Drittens ist es die billigste Kritik. Hinterher sind alle klüger, nach dem Krieg ist jeder Soldat ein General. Und wer sagt denn, dass andere nicht versagt hätten?
Hinterher dem Coach vorzurechnen, er habe die falschen Spieler für diesen «Showdown» nominiert, ist so ziemlich die unfairste Kritik, die es gibt. Patrick Fischer ist vor der Hockeygeschichte von aller Schuld und Kritik vollumfänglich freizusprechen.
Hingegen gab es eine andere heikle Personalentscheidung, für die Patrick Fischer tatsächlich vor der Hockeygeschichte geradestehen muss: Die Wahl des Torhüters für den Viertelfinal, für den Halbfinal und für den Final.
Doch Fischer hat die richtige Entscheidung getroffen. Er hat Leonardo Genoni und nicht Reto Berra ins Tor gestellt. Obwohl Reto Berra bis zu diesem Zeitpunkt in den Gruppenspielen den besseren Eindruck hinterlassen hatte, obwohl Reto Berra die Schweiz 2013 im Halbfinale gegen die USA ins Final gehext hatte (3:0 gegen die USA).

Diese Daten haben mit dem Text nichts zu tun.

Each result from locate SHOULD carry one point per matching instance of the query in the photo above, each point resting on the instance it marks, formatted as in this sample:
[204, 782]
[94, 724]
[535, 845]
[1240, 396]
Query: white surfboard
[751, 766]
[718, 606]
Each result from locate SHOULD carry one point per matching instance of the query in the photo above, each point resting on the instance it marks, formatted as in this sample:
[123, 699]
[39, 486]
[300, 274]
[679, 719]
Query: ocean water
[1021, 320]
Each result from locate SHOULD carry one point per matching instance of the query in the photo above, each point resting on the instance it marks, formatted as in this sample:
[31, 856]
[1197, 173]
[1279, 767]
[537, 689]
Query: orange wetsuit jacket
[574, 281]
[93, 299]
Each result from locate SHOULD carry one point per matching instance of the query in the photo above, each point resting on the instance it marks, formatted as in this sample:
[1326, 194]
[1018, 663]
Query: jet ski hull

Patrick Fischer hat gespürt, welcher seiner Torhüter «heisser» ist. Auch gerade wegen dieser richtigen Entscheidung hat das beste WM-Team aller Zeiten die beste WM aller Zeiten gespielt.

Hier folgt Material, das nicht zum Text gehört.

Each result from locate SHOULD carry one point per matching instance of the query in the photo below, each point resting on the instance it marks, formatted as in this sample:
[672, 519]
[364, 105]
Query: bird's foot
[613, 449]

Es gibt in der ganzen Geschichte des internationalen Hockeys nur eine einzige Penalty-Entscheidung, die falsch war und um die herum sich vortrefflich polemisieren lässt. Den Schwefelgeruch dieser Fehlentscheidung bringt der Coach nie mehr aus den Kleidern. Und es ist ein grosser Coach.

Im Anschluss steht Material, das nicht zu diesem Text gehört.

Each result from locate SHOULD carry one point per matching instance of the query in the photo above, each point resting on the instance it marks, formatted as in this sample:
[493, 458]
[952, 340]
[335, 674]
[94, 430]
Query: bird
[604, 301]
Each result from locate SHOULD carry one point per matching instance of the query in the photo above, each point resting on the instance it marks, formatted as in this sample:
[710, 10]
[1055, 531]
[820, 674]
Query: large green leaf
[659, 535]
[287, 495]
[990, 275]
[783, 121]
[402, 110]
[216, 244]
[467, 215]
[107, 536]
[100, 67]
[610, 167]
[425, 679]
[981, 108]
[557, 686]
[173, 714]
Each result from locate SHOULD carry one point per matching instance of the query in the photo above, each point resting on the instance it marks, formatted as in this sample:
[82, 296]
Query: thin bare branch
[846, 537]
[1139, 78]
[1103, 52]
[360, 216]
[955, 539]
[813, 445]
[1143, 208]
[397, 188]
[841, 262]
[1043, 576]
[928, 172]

Stanley Cup-Sieger mit Colorado, Schweizer Meister und Cup-Sieger mit den ZSC Lions. Marc Crawford. Eine Legende. Einer der angesehensten Bandengeneräle überhaupt.
1998 nehmen die NHL-Profis zum ersten Mal beim olympischen Turnier teil. Im Halbfinale kommt es zu einem mit dem WM-Finale von 2018 vergleichbaren Drama. Die Hockeygötter lassen im Spiel Tschechien gegen Kanada im Penalty-Schiessen um den Finaleinzug würfeln.
Marc Crawford lässt zum letzten Penalty Verteidiger Ray Borque antreten. Er scheitert. Dominik Hasek hält. Wayne Gretzky, der Mann, der so ziemlich alle Skorerrekorde hält, lässt Marc Crawford während diesem Penalty-Drama auf der Bank. Tschechien besiegt danach im Finale Russland und wird zum ersten Mal Olympiasieger.
Das ist bis heute im internationalen Eishockey der einzige Penalty-Entscheid eines Coaches, den wir mit gutem Gewissen kritisieren dürfen.